How does a company build enough innovation capability to be the leader in its industry? That was the focus of this week’s discussion in our course, Innovation and Design Thinking. Some of our experienced participants said it best:

  • Francisco Javier Zambonino Vázquez:

“A very simple way to innovate is opening your eyes and seeing how others innovate around you. Getting insights and inspiration from others and adapting those innovations to your own world (namely, your business) is as simple as observing. The inspirations make you think about how to transfer that innovation to your particular scenario and how to provide additional value to your customers by copying, modifying and pasting it. That’s also innovation -and not mere incremental one- because you are having the opportunity to enhance your performance and better satisfy your customer by using methods and processes utilized by other businesses or industries. If done, you’re prepared to a quantum leap by releasing new services and features which none of your direct competitors is providing yet. Simple, cheap and efficient.

  • Crystaline Randazzo

“As a small business owner, it is so easy to get caught up in the logistics of the day to day. I deliver a specific product in a particular way. I look at how to expedite my systems, improve my skills, and deliver quality product on a yearly basis. But I have never built in time to innovate my business. In field like photography, photographers learn how to run their business by learning from others, making mistakes, and putting one foot in front of the other. I put a lot of time, money, and energy put into improving my technical craft. But what would change if I put as much energy, time, and money into the innovation of my business? I think the best thing a small company can do is to build time into their yearly plan to innovate specific areas of their business.

  • Francis Milbower

“One of the main things companies can do to improve their innovation and design thinking capabilities is to choose a method and actively invest into it. This would include formal training, company awareness, and support by all management and employees. Through investing in the methods and processes, the company culture begins to accept them as the norm. An additional way companies can improve their innovation and design thinking capabilities is to actively pursue potential employees to fill in the gaps or to hire SME’s to assist during difficult innovation challenges.

  • Chip Vara

“I agree with most of the prior postings and would only want to add that for innovation and design thinking to blossom within a company required dedicated innovation teams to drive the process throughout the organization. If inculcating innovation and design thinking into the organization is the goal, sufficient resources must also be allocated and a career path needs to route a pipeline of talented people through these dedicated teams.”
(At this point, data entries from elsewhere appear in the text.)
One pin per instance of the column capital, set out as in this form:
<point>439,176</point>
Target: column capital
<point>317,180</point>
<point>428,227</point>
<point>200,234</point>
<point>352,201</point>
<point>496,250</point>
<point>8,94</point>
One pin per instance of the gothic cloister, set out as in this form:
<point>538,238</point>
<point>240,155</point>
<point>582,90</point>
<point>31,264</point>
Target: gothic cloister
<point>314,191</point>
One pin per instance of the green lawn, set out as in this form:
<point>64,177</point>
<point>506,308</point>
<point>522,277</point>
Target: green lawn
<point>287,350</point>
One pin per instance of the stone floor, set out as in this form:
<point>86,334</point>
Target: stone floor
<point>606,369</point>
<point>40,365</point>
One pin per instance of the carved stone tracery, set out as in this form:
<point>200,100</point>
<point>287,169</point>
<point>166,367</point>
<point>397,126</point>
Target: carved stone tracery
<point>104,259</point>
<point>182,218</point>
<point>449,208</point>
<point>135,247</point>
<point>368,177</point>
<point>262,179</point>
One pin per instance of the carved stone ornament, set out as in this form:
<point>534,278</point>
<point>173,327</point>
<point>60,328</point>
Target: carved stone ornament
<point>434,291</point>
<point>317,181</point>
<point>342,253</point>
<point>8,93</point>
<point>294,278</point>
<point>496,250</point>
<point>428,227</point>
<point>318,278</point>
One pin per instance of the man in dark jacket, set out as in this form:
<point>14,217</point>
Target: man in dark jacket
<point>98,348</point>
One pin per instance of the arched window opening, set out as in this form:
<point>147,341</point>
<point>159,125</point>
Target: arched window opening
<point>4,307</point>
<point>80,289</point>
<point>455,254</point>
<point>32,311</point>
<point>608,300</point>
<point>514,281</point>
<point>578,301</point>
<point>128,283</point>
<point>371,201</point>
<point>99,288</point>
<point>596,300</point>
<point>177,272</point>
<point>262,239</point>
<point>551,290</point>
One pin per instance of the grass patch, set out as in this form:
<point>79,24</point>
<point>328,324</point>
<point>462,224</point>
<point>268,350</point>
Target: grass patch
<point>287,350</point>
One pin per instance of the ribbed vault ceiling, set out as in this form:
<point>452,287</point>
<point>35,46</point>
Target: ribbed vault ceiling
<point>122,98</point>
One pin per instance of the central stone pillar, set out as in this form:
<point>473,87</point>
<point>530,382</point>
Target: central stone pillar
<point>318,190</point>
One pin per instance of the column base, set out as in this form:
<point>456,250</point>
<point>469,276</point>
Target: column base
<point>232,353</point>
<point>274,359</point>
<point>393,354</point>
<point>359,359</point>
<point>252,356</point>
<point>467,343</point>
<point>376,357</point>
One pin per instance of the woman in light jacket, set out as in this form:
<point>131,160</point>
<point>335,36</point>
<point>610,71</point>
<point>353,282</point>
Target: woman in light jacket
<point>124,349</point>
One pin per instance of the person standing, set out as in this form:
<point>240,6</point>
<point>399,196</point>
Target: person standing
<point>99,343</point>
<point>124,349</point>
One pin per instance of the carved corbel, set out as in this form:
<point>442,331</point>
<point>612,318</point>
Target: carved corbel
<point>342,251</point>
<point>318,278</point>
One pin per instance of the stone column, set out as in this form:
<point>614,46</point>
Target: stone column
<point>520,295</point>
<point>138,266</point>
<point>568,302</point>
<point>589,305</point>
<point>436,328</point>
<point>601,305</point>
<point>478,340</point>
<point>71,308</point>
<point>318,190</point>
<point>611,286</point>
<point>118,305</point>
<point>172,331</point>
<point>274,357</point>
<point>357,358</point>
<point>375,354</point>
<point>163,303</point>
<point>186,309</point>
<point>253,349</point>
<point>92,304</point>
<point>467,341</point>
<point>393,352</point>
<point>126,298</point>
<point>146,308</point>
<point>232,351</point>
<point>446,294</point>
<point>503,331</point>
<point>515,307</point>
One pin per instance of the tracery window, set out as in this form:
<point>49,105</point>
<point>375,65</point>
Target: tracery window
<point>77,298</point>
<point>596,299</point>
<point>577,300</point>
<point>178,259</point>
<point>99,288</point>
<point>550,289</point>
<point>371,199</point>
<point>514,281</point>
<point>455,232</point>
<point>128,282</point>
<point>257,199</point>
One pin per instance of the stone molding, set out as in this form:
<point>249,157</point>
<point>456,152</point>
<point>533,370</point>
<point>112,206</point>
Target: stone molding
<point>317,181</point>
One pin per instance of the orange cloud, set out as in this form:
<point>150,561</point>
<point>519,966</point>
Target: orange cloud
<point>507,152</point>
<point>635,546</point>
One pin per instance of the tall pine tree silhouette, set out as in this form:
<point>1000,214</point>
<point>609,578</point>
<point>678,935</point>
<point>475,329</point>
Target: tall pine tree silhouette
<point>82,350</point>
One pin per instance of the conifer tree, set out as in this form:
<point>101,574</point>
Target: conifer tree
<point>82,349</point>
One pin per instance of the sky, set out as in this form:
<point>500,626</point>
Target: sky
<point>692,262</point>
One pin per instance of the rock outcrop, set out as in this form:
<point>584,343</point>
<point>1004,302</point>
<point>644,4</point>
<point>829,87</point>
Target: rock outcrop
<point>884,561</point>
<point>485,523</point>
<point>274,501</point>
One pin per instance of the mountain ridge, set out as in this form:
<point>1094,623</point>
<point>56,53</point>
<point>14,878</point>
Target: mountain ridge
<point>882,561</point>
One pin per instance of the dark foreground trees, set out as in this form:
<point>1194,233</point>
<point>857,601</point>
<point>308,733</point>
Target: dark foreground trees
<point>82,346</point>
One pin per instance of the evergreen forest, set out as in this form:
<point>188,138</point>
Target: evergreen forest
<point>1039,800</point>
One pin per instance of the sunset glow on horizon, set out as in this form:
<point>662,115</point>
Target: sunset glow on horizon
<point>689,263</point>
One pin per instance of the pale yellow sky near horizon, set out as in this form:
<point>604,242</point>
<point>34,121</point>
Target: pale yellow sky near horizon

From our five guest practitioners:

  • Cindy: Create a business strategy that says innovation is important to our future.
  • Doug: Give teams a big audacious goal.
  • Mike: Resources!
  • Sally: Competencies are not stagnant. You must build new skills continuously.
  • Elizabeth: Practice!

To build innovation muscle, companies must include innovation in their competency models. A competency is a persistent pattern of behavior resulting from a cluster of knowledge, skills, abilities, and motivations. Competency models formalize that behavior and make it persistent. They prescribe the ideal patterns needed for exceptional performance. They help diagnose and evaluate employee performance.

What does it mean to build innovation muscle? Think of it as the number of people trained, the frequency of using an innovation method, and the percentage of internal departments that have an innovation capability. Call it an Innovation Muscle Index: N (number of trained employees) x F (number of formal ideation events per year using a method) x P (percent of company departments with at least one employee trained in an effective innovation method).